The sheriff stepped out of his squad car and greeted David with a grin.
“How’s the addition coming?” the sherriff asked.
“A little at a time, Harold.” David wiped the sawdust off with a rag so they could shake hands.
“Any idea when you’ll finish?”
“Did you really come all the way up here to chat about my house?”
“Of course not. I came to see how you’re doing after last night. That and I told Dorothy at the hospital that I’d get you to sign your release forms.”
He pulled out a clipboard. David searched for a way to sign until Harold clicked a pen out of his pocket.
“Where’d you get off to in such a hurry?” the sheriff continued. “The nurse said she came to check on you this morning and you were gone?”
Without raising his eyes, David replied, “Had things to take care of.”
“She said you should drop by to get checked you out.”
“You sure? Looks like you were limping a second ago.”
“Really, I’m fine.”
“I forgot: you’re hardcore. Don’t forget to initial there.”
David scribbled a DM and the date and returned the clipboard.
“Well, I’ll tell Dorothy you’re alive. Just give her a call if you need anything.”
The sheriff slid back in his cruiser. He shifted the gear just as David waved his hand and said, “Wait.”
He took a moment to reevaluate his question, but decided to ask anyway. “Do you know who called the ambulance?”
Harold shrugged. “Some good Samaritan.”
“Did they go to the hospital or leave their name?”
The sheriff shook his head. “Probably someone just passing through.

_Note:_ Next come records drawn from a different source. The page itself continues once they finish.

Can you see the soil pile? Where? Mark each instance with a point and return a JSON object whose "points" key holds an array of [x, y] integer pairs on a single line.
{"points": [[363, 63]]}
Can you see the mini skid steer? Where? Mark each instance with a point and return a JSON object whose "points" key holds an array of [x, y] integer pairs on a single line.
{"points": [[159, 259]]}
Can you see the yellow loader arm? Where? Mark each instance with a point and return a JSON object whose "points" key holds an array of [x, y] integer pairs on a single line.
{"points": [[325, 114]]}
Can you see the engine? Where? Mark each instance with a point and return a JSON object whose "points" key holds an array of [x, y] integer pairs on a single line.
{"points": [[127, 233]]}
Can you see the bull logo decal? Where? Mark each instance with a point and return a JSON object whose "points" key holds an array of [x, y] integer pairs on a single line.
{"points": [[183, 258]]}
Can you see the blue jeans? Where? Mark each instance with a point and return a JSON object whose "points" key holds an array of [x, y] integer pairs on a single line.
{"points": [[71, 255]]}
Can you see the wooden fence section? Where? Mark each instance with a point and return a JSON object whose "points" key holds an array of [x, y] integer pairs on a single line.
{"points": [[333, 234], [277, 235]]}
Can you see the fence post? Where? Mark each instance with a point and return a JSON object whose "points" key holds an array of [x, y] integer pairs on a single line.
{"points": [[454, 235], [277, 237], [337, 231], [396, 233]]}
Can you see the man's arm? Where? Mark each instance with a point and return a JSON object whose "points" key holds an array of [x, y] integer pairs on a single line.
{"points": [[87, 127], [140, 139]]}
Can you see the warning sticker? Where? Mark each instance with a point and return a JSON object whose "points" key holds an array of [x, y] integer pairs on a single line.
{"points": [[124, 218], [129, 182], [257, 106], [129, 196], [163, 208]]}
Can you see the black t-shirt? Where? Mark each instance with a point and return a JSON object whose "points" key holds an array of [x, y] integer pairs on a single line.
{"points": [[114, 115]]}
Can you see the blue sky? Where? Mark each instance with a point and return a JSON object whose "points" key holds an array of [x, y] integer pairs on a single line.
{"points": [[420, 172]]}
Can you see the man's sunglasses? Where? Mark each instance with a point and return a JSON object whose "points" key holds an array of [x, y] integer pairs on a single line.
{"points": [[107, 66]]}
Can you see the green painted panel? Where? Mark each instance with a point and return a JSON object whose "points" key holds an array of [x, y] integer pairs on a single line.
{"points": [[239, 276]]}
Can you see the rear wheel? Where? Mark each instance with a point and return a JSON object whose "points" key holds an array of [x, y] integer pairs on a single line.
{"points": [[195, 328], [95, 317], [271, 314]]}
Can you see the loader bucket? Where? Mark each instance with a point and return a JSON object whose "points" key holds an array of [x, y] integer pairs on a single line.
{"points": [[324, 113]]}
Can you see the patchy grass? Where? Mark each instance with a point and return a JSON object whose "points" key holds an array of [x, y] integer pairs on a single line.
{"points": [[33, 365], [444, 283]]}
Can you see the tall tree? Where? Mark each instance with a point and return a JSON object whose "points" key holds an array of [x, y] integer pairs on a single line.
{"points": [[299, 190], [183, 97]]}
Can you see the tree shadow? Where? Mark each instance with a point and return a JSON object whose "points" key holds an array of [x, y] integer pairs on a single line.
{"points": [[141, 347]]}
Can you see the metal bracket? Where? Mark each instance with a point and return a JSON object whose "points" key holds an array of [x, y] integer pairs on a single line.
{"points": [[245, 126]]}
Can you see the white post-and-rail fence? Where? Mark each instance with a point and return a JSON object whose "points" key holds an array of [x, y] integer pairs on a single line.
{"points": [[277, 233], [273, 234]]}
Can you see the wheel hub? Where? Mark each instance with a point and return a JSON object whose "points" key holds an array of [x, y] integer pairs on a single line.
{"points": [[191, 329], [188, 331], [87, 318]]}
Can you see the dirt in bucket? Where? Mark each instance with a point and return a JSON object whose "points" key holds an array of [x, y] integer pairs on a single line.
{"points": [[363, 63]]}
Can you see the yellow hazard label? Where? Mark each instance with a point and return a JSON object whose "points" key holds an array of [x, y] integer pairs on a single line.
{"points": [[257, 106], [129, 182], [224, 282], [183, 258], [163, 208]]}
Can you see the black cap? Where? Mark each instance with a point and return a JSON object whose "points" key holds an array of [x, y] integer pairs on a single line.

All the same, you have someone looking out for ya.” He repositioned his hat. “Word to the wise: try to avoid playing in the street next time.”
David managed a smile. He watched the sheriff drive down the mountain when he noticed another car by the tree line: a black Mustang.
He rubbed the fatigue from his eyes, and the Mustang was gone. David only imagined it. No. He remembered it there yesterday.
He’d seen the car a couple times. The sun had blocked it in his rear-view mirror, and its windows were too heavily tinted to make out the driver. Was it the same car? It had to be. You didn’t see many of those around here. The thought had crossed his mind that it might have been following him, but he hadn’t given it much credibility at the time.
David turned back to the house, lifted himself back over the foundation. He crossed under the wooden ribs of the sunroom to his dusty workbench and clicked stop on the CD player mid note. He grabbed his keys and left before the Mustang returned. He didn’t know where he was heading. He just had to go.